Ari Kahn, the official Please Call Me inventor, said claims that Nkosana Kenneth Makate invented a different system to the service which he and MTN patented is “absolutely and utterly false”.
The Chief Convenor of the Please Call Me Movement, Modise Setoaba, recently said in an SABC interview that Makate is the inventor of the Please Call Me service.
“The Please Call Me service is a USSD/SMS service, [whereas] the MTN service is an IVR service with SMS. It is a voice recorder service, so those are two different protocols,” Modise said.
However, Vodacom recently admitted that the Please Call Me was invented and subsequently patented by MTN before Makate came up with the idea.
Nkateko Nyoka, chief officer of legal and regulatory affairs at Vodacom, added that MTN launched its version, called Call Me, a month before Vodacom did.
Kahn substantiated Vodacom’s view, explaining that the “whole interactive voice response (IVR) story is pure fiction”.
He said the MTN Call Me service was invoked and signalled in the identical manner to Vodacom’s Please Call Me service.
“Both dialled a code followed by the phone number and this is precisely what the patent claims.

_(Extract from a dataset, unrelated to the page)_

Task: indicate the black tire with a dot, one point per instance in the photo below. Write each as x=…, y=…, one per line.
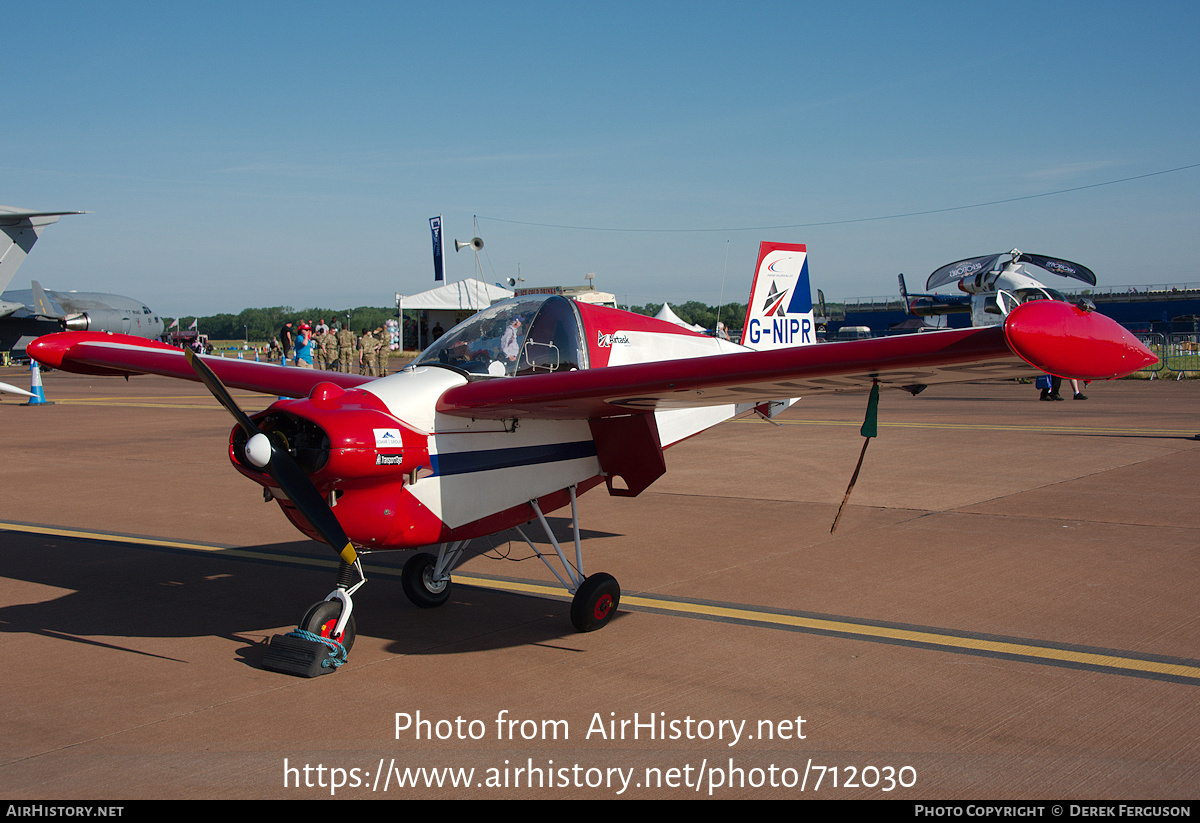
x=418, y=581
x=595, y=601
x=323, y=617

There was no IVR,” Kahn said.
It is Makate’s proposal which was different
Kahn said it was, in fact, Makate’s proposal that was different from the Please Call Me service which Vodacom implemented.
“It did not even remotely resemble the Please Call Me messaging system which Vodacom launched,” said Kahn.

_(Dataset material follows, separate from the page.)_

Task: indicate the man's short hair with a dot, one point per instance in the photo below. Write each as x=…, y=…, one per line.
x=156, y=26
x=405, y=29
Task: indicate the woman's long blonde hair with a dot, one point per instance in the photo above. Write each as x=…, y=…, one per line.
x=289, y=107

He explained that Makate proposed “Buzz” – a service to allow a user without airtime to dial a phone number and give a “missed call”.

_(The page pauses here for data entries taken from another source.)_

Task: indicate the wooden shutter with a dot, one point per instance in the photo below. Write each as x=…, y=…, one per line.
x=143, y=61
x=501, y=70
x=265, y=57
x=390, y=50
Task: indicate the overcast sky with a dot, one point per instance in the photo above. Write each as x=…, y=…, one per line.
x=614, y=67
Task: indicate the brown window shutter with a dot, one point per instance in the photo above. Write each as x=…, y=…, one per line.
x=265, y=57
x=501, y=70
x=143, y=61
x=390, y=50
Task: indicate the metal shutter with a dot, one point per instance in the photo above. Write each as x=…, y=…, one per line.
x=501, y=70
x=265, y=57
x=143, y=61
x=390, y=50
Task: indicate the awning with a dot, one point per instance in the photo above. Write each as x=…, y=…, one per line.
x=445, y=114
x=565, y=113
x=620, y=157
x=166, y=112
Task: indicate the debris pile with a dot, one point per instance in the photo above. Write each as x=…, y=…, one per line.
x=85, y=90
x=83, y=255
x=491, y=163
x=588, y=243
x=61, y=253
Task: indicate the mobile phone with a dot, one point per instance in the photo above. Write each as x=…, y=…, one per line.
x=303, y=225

“Not only was his proposal technically unsupported, it was not technically possible, since a call could only mature to ringing state if the user had credit,” he said.
“Consequently, his proposal did not progress beyond idea. Even skilled engineers at Vodacom could not reduce it to practice and inventions are required by law to be reduced to practice.”
“That is, they need to recite each and every step for a suitably skilled artisan to implement,” Kahn said.
Makate’s idea had no commercial value
While his idea was never implemented, it did propel Vodacom along a path that led them to the Please Call Me service.
However, said Kahn, the entire issue is that service was already claimed by MTN and launched before Vodacom.
“So regardless of what he proposed it had no commercial value because MTN had established Prior Art and the service was already publicly disclosed before Vodacom launched,” said Kahn.
“Had Makate not proposed anything, nothing would have changed. MTN would still have the patent and IP rights and launched first. And Vodacom would have simply followed by copying the service.”